Snowflake Post

Capabilities

Use the Important Capabilities table above as the source of truth for supported features and whether additional configuration is required.

Snowflake Shares

If you are using Snowflake Shares to share data across different Snowflake accounts, and you have set up DataHub recipes for ingesting metadata from all these accounts, you may end up having multiple similar dataset entities corresponding to virtual versions of the same table in different Snowflake accounts. The DataHub Snowflake connector can automatically link such tables together through Siblings and Lineage relationships if the user provides information necessary to establish the relationship using the shares configuration in the recipe.

Example

Snowflake account account1 (ingested as platform_instance instance1) owns a database db1. A share X is created in account1 that includes database db1 along with schemas and tables inside it.
Now, X is shared with Snowflake account account2 (ingested as platform_instance instance2). A database db1_from_X is created from inbound share X in account2. In this case, all tables and views included in share X will also be present in instance2.db1_from_X.

This can be represented in shares configuration section as

yaml

shares:
  X: # name of the share
    database: db1
    platform_instance: instance1
    consumers: # list of all databases created from share X
      - database: db1_from_X
        platform_instance: instance2

If share X is shared with more Snowflake accounts and a database is created from share X in those accounts, then additional entries need to be added to the consumers list for share X, one per Snowflake account.
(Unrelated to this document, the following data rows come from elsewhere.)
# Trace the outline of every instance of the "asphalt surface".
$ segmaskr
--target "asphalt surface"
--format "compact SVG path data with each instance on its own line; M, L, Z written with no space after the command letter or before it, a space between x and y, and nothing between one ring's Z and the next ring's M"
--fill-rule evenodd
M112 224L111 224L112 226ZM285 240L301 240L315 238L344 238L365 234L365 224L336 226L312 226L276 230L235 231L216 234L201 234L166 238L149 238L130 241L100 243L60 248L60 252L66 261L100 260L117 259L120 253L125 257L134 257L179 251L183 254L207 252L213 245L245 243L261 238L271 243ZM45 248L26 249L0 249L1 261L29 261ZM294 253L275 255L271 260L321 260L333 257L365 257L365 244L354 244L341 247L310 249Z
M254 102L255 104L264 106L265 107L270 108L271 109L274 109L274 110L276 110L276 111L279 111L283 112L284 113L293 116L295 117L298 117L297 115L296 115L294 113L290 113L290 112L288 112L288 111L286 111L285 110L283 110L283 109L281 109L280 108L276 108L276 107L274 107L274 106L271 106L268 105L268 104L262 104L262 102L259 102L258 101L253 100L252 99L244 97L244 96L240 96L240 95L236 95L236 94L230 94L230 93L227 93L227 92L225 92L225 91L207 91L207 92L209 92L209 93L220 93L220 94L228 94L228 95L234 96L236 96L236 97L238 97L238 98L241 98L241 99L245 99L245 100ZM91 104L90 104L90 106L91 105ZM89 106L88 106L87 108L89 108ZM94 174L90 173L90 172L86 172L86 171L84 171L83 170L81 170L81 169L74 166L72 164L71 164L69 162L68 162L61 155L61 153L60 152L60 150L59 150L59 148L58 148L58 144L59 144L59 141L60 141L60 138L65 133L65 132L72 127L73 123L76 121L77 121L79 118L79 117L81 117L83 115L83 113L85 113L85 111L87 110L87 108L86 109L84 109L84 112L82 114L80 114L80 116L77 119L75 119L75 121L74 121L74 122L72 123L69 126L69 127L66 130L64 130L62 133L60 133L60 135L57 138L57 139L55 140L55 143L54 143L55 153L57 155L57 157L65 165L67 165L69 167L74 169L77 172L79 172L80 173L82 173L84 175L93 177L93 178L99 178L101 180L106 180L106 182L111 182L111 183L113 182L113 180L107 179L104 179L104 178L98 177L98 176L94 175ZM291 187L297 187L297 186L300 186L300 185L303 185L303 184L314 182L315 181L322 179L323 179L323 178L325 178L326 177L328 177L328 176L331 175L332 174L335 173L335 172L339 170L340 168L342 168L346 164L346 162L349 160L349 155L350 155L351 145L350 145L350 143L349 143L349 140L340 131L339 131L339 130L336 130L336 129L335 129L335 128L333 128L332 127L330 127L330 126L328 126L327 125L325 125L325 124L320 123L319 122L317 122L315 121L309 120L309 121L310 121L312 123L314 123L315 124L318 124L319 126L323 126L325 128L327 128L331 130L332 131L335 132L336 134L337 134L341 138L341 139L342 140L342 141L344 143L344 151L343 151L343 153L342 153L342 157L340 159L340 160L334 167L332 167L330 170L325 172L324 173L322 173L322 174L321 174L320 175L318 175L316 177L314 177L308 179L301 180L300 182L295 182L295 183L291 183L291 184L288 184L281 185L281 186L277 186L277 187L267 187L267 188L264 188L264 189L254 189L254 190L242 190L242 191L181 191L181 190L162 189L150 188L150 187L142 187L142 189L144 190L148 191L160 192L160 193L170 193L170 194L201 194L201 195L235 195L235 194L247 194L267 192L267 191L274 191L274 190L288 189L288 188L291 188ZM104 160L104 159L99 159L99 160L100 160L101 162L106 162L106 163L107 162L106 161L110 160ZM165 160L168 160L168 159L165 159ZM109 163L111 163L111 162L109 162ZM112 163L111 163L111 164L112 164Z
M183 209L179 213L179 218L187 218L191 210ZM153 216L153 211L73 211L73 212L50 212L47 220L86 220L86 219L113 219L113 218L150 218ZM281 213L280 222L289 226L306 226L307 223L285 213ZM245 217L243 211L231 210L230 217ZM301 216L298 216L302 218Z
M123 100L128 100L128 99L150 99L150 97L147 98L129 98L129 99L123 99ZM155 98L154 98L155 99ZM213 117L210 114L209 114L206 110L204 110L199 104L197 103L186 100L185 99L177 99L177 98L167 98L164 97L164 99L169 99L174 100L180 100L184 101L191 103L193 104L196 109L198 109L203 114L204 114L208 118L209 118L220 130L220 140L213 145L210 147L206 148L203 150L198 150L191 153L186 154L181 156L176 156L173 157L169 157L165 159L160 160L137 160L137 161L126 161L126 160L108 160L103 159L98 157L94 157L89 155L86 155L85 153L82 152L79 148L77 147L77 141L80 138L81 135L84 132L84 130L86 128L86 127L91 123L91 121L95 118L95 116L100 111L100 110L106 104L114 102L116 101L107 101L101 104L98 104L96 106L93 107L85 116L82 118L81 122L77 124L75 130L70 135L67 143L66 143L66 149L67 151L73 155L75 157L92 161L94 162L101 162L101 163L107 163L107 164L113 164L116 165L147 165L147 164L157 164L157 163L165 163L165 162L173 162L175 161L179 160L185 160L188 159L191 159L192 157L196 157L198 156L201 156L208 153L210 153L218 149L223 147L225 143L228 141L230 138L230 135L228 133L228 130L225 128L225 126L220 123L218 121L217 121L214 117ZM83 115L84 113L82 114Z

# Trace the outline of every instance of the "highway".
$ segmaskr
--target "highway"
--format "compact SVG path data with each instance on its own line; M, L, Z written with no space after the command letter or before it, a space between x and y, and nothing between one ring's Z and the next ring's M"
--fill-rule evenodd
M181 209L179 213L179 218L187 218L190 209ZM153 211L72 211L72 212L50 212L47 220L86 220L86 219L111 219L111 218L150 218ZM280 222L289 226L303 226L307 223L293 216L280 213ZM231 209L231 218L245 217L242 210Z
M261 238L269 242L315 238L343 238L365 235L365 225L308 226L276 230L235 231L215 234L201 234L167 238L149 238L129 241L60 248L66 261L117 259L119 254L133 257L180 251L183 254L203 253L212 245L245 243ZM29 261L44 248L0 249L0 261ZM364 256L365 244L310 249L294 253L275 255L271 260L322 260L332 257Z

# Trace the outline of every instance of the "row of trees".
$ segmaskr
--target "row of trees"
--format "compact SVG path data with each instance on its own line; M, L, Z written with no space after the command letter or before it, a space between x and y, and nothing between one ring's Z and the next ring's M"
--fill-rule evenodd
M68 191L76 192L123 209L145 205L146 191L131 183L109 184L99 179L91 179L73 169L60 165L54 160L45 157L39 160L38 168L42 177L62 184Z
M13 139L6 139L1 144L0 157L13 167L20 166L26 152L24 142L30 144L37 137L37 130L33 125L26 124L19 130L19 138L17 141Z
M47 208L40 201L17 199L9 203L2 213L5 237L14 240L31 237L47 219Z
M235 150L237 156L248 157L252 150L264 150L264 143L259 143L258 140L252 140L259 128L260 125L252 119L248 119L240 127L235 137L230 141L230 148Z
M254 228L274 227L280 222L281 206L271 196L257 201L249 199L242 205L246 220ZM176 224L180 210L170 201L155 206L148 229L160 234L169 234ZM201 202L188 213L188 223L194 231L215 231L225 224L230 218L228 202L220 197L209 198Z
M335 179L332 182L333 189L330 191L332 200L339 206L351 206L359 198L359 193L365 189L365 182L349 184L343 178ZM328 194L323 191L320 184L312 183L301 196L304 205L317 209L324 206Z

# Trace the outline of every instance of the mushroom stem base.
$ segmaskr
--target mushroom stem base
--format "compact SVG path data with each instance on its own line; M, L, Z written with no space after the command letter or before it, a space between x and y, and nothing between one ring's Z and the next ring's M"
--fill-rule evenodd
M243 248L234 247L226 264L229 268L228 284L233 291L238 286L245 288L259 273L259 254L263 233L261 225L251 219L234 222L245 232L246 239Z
The same shares config can then be copied across recipes for all accounts.

Lineage and Usage

DataHub supports two strategies for extracting lineage and usage information from Snowflake:

New Strategy (Default - `use_queries_v2: true`)

The default and recommended approach uses an optimized query extraction method that:

Better Performance: Fetches query logs in a single optimized query instead of multiple separate queries
Enhanced Features:
- Query entities generation (include_queries)
- Query popularity statistics (include_query_usage_statistics)
- User filtering with patterns (pushdown_deny_usernames, pushdown_allow_usernames)
- Database pattern pushdown for performance (push_down_database_pattern_access_history)
- Query deduplication strategies (query_dedup_strategy)

Legacy Strategy (`use_queries_v2: false`)

The older approach that will be deprecated in future versions:

Uses separate extractors for lineage and usage
Less performant due to multiple query executions
Limited feature support compared to the new strategy

Both strategies access the same Snowflake system tables (account_usage.query_history, account_usage.access_history), but the new strategy provides significant performance improvements and additional functionality.

Snowflake Streams as Upstream Lineage Sources

DataHub extracts lineage when a query reads from a Snowflake Stream. Coverage details:

Multi-target INSERT ALL from a Stream — emits one lineage entry per downstream table, including column-level lineage. Requires use_queries_v2: true (the default).
Single-target queries reading from a Stream — fall back to SQL parsing of the query text rather than direct extraction from the audit log.
Audit log placeholder names — Snowflake occasionally emits placeholder object names ($SYS_VIEW_<id> or other $-prefixed names) for stream-driven queries. When this happens for a given row, that row falls back to SQL parsing so DataHub never builds lineage from unusable URNs.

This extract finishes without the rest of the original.